When it comes to casting off, I usually have the problem of my cast-off being -way- too tight for my project. This is ok, or at least tolerable, on a sleeve, or something that will be seamed.
It -sucks- for any edge that needs the elasticity. The only reason my Freestyle Shawl (an older project) didn't suffer from this is because it was knit on a bigger needle size, and even then, the cast off edge is far tighter then I would like.
So, since the Fall Lake Slippers are knit toe-up, and I was really worrying about that cuff. Would my cast-off make the cuff just too darn tight?
But then I learned about a technique called Tubular Cast-Off. It's a touch more time-consuming, but it's worth it if you don't want a tight bind-off edge. The pattern actually contains a really nice tutorial on this.
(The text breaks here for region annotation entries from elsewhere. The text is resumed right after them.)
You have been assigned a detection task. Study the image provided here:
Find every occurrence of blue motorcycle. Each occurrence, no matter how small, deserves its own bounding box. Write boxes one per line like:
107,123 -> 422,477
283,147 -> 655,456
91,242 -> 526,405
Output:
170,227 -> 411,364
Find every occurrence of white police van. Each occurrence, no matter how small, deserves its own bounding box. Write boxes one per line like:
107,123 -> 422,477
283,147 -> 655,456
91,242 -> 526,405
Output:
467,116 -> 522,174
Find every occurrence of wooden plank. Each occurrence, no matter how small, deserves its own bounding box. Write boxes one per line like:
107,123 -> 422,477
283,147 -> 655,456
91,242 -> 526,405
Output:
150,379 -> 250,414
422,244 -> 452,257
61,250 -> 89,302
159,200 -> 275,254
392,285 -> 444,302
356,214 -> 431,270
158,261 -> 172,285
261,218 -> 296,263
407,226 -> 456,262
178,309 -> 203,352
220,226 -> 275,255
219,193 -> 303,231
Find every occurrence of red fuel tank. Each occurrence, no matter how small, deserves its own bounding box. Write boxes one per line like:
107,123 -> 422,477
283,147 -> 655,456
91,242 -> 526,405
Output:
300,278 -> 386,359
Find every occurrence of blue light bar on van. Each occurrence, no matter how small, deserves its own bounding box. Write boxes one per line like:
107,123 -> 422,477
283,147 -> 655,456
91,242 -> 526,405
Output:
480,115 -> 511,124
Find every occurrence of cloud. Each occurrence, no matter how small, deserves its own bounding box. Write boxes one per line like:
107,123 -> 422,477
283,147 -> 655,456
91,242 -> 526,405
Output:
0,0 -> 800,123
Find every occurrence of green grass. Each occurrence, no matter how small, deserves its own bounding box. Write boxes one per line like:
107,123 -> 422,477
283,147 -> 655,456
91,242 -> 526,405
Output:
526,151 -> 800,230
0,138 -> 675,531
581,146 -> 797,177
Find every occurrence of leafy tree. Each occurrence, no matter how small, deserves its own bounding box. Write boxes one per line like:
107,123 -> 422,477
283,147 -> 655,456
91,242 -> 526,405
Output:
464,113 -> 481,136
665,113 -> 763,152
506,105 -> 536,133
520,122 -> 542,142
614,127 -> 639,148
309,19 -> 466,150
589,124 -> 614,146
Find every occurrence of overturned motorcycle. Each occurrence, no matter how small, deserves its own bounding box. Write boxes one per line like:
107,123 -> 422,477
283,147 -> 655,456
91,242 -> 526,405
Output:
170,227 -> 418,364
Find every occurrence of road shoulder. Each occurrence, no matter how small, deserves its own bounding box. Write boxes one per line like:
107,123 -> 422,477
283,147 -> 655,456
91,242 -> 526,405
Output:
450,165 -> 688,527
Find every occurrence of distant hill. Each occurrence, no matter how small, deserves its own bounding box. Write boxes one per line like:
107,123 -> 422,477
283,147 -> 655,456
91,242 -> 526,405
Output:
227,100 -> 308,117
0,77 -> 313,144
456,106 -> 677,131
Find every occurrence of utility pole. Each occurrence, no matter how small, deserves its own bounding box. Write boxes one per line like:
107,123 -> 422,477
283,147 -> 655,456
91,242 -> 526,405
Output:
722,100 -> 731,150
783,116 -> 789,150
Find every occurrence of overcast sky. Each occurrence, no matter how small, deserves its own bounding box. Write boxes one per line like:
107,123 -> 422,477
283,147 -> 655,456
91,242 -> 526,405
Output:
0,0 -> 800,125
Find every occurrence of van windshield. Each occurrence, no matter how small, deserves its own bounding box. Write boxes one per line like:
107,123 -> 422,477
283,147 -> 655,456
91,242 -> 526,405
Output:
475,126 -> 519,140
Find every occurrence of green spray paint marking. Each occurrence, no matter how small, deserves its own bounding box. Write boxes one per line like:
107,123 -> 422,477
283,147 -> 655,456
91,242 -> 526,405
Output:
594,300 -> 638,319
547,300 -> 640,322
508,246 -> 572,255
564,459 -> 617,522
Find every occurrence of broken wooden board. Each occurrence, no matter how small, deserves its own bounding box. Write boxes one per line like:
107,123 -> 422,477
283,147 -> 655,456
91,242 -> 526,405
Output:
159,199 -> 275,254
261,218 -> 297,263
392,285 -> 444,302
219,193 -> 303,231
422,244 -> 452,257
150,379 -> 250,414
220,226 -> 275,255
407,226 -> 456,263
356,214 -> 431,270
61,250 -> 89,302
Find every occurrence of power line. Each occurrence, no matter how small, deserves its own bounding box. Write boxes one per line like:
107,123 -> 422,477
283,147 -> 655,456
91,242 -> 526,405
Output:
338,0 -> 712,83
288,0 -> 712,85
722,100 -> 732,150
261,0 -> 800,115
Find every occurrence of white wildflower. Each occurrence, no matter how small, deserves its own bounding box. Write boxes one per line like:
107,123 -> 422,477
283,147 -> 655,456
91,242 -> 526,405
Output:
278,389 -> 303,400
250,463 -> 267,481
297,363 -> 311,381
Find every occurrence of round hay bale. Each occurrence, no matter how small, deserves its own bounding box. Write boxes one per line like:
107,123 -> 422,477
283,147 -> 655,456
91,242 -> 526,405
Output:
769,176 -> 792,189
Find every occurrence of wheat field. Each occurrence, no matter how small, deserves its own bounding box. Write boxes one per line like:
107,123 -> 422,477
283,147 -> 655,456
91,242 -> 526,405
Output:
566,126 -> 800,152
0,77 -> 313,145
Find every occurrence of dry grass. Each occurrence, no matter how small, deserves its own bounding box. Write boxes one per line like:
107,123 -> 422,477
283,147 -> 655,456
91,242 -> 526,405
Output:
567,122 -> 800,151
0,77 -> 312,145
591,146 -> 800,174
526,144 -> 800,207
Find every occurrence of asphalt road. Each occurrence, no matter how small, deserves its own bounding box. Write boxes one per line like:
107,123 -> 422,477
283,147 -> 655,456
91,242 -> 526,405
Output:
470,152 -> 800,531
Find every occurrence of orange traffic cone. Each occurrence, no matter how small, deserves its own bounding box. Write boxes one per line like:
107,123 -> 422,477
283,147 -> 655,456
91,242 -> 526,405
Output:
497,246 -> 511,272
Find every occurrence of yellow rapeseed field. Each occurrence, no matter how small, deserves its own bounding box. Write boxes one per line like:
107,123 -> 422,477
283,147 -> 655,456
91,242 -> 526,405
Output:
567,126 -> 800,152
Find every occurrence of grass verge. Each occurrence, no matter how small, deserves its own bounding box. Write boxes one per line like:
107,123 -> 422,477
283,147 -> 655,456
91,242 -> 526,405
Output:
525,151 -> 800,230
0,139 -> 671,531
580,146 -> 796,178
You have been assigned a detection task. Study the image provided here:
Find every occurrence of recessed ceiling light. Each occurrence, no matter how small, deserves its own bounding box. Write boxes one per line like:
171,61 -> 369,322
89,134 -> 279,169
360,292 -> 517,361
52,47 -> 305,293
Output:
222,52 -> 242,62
From my internet research, there seem to be several ways of doing this, but I'm going to show you the one I like -- and the one that the pattern specifies.
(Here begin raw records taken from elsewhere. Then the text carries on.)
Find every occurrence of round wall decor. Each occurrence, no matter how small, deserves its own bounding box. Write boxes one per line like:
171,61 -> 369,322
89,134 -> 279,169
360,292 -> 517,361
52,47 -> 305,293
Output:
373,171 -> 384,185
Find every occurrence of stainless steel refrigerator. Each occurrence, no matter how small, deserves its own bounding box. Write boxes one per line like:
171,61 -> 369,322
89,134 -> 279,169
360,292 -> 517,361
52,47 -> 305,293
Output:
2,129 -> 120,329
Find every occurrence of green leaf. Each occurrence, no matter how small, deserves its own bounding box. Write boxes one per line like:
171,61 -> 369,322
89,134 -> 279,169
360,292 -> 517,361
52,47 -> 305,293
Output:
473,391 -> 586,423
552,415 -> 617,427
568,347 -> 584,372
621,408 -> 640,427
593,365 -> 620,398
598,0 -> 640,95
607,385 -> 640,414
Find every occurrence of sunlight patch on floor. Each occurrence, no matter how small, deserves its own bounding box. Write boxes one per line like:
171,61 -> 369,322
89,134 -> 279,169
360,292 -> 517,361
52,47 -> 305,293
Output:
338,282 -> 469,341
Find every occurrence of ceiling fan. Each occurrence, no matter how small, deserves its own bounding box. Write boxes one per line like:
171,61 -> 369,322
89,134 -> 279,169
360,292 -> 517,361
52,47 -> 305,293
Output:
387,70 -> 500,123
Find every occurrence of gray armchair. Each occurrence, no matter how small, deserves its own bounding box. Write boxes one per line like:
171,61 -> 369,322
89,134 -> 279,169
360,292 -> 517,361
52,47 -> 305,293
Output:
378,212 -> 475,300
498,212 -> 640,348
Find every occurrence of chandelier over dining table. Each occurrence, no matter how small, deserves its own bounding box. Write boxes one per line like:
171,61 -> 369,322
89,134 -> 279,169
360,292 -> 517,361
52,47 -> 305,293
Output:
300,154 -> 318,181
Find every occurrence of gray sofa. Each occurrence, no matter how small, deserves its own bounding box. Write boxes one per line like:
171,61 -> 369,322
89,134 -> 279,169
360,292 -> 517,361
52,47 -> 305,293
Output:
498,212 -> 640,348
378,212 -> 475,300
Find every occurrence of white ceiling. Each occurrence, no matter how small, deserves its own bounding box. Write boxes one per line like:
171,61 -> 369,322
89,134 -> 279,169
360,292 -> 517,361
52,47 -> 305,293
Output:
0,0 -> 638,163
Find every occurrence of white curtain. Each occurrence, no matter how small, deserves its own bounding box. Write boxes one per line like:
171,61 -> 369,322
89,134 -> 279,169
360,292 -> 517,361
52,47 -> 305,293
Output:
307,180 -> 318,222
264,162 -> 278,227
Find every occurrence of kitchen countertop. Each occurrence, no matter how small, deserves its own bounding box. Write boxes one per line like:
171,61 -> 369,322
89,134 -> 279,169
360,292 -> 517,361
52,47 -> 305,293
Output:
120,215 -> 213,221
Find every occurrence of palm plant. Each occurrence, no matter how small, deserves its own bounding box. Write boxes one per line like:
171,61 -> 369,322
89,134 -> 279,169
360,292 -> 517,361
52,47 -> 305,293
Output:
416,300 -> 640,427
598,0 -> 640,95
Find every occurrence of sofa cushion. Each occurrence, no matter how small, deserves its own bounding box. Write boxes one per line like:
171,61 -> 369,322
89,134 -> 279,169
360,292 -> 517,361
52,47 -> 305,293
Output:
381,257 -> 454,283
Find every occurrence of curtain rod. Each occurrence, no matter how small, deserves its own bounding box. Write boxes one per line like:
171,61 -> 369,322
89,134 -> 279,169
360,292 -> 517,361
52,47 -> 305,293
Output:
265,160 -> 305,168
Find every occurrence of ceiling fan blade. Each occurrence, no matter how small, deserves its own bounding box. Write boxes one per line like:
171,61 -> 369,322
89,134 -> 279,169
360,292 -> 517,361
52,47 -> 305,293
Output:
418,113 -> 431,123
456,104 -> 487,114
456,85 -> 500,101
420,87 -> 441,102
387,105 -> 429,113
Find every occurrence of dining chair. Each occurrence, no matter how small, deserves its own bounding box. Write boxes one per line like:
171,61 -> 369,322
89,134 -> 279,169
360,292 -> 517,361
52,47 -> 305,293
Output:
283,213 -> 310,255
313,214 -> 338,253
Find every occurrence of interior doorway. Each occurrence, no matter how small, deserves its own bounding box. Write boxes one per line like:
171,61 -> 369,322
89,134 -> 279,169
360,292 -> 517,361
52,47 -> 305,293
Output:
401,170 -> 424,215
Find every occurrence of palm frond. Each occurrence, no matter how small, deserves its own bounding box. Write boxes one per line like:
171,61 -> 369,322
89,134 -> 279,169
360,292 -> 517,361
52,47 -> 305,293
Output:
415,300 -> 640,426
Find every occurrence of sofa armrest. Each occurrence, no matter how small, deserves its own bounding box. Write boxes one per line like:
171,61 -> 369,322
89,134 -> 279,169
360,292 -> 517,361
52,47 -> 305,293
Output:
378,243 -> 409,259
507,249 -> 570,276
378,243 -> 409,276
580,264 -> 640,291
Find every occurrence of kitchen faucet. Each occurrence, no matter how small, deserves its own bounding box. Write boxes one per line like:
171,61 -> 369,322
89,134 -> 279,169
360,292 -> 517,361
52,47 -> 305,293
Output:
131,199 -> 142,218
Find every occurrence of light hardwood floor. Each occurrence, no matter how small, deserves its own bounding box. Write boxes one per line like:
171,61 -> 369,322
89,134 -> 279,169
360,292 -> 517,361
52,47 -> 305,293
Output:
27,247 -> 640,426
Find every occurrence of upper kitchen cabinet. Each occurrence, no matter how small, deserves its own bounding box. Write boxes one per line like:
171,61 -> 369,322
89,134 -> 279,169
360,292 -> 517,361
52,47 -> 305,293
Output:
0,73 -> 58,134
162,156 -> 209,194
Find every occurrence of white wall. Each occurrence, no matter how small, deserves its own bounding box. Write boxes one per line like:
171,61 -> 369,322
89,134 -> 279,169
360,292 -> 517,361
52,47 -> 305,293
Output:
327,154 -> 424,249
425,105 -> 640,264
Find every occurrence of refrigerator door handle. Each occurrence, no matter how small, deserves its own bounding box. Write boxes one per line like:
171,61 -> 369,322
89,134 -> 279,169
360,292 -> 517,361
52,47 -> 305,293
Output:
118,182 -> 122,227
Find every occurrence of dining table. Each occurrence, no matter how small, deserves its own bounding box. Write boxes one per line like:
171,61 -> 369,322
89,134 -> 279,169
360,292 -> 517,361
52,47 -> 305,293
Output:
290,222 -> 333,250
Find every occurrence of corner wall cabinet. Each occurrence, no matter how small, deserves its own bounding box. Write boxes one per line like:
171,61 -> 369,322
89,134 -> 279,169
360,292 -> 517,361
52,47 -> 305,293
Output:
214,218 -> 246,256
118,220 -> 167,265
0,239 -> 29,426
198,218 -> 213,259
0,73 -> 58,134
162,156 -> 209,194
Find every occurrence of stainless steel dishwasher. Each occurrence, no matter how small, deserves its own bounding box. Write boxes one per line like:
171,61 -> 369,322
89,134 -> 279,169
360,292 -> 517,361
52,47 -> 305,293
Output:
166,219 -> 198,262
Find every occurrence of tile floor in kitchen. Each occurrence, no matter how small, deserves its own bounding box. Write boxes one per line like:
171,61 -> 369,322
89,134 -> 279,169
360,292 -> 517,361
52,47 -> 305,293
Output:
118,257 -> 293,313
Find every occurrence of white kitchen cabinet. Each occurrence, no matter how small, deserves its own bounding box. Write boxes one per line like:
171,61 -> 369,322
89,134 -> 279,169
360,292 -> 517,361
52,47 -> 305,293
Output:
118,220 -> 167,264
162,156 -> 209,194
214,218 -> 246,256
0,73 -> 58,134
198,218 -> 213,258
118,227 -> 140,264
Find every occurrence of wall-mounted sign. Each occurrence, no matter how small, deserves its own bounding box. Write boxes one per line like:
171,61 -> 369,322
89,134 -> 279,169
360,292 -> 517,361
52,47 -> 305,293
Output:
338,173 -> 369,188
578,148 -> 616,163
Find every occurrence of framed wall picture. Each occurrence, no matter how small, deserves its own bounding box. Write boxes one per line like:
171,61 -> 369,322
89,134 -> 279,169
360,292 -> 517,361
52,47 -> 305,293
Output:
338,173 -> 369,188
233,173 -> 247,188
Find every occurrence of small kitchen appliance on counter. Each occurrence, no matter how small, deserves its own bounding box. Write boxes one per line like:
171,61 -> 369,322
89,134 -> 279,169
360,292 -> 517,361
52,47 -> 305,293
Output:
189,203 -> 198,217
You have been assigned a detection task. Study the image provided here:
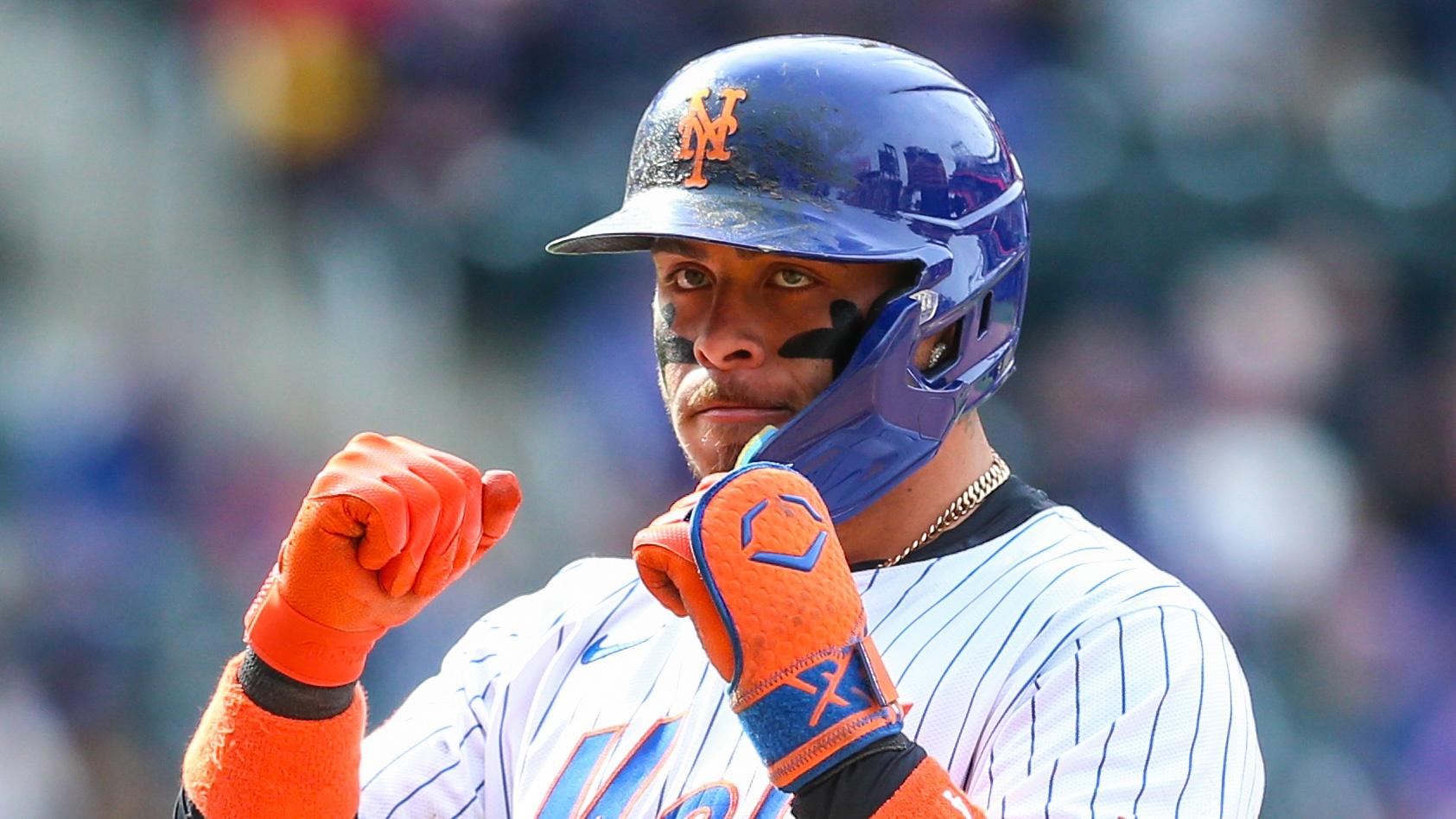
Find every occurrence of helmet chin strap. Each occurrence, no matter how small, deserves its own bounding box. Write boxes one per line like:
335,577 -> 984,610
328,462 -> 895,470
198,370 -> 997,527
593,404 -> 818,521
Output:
734,423 -> 779,468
(P. S.: I'm still perfecting taking camera pictures of my work in a way that doesn't come out blurry. I'd like to think I'm getting better, but I do know they're still not the greatest pictures.)
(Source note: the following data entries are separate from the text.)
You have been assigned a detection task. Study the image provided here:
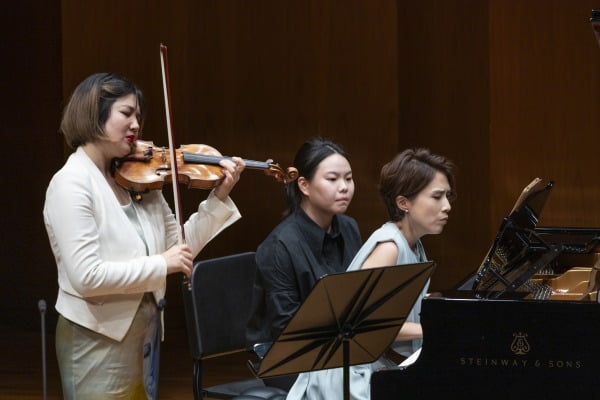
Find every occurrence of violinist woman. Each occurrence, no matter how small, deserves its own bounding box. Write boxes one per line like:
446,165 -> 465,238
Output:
43,73 -> 244,399
287,149 -> 455,400
247,139 -> 361,389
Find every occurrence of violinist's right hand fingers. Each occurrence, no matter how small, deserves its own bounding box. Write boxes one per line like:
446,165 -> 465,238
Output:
161,244 -> 194,278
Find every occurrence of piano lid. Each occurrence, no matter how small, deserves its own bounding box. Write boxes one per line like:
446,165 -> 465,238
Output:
473,178 -> 561,298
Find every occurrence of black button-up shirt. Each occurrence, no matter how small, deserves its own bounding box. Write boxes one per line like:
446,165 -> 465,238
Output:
247,209 -> 362,345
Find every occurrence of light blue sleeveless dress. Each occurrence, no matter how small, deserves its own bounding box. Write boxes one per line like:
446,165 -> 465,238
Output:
286,222 -> 429,400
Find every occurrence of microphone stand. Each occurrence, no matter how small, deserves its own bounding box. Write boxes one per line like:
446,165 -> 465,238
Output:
38,299 -> 46,400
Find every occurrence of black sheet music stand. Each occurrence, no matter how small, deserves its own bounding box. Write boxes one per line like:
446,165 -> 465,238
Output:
256,261 -> 435,399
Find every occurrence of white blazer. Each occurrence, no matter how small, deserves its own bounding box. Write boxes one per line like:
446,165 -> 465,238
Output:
43,147 -> 241,340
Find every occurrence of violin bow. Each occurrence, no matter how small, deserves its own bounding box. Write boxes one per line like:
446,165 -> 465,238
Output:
160,43 -> 192,291
160,43 -> 185,245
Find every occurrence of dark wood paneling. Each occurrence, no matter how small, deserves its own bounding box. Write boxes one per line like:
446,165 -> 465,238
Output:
489,0 -> 600,227
398,0 -> 490,289
0,0 -> 63,327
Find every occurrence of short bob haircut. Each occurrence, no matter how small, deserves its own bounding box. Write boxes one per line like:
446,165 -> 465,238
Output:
285,138 -> 350,214
60,73 -> 146,149
379,149 -> 456,222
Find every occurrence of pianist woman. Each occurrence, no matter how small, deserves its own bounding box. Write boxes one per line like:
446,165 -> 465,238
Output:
287,149 -> 455,400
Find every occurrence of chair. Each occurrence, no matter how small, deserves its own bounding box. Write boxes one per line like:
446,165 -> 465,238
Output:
182,252 -> 285,400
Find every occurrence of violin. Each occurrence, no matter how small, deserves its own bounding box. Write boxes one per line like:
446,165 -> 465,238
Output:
115,140 -> 298,197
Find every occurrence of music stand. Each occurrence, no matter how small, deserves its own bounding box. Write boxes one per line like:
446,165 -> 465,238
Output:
256,261 -> 435,399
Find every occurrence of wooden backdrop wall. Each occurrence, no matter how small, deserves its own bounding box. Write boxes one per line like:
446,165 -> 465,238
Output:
0,0 -> 600,334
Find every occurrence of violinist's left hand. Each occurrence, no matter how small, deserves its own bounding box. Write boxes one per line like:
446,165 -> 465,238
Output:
215,157 -> 246,201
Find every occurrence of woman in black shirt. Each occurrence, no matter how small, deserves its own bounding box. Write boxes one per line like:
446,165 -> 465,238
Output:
247,139 -> 362,345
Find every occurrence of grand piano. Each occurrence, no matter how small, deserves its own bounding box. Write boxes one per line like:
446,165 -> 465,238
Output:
371,179 -> 600,400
Start by doing at least one row of k1 p1 ribbing before your bind off row.
Then, measure across your work (or around if you're working in the round), and cut a tail of yarn four times longer then your measurement. Thread that through a tapestry needle.
Step one is to pass the tapestry needle through the first stitch on your needle as if to knit, slip the first stitch off of the needle.
Now, pass the tapestry needle through the second stitch on your needle as if to purl. Leave this stitch on the needle.
Next, keeping the yarn in front, pass the tapestry needle through the first stitch on the needle as if to purl and slip this stitch off of the needle.
Now, bring the yarn behind (not over the needle, you don't want a yarn-over here), and insert the tapestry needle between the first and second stitches on the needle, going from back to front.
The last step is to pass the needle, once again, through the second stitch on the needle as if to knit.
And that is that! Repeat this until all the stitches have been cast off, pull the tail through the last stitch, if necessary, and weave in the end.
As a note, this is actually a variant on grafting (aka kitchener stitch), so you'll see a lot of online tutorials asking you to split your work onto two needles. I like this method because you don't have to do that, but if you find that works better for you, then by all means.
This is a slower method then the typical cable cast-off, and it does mean that if you don't cut a long enough tail of yarn you could be in trouble. Also, because it does use the k1 p1 ribbing, it might not work for something like a shawl edge. But for things like cuffs (I'm betting this will see a lot of use when I try out toe-up socks!), it's actually really nice.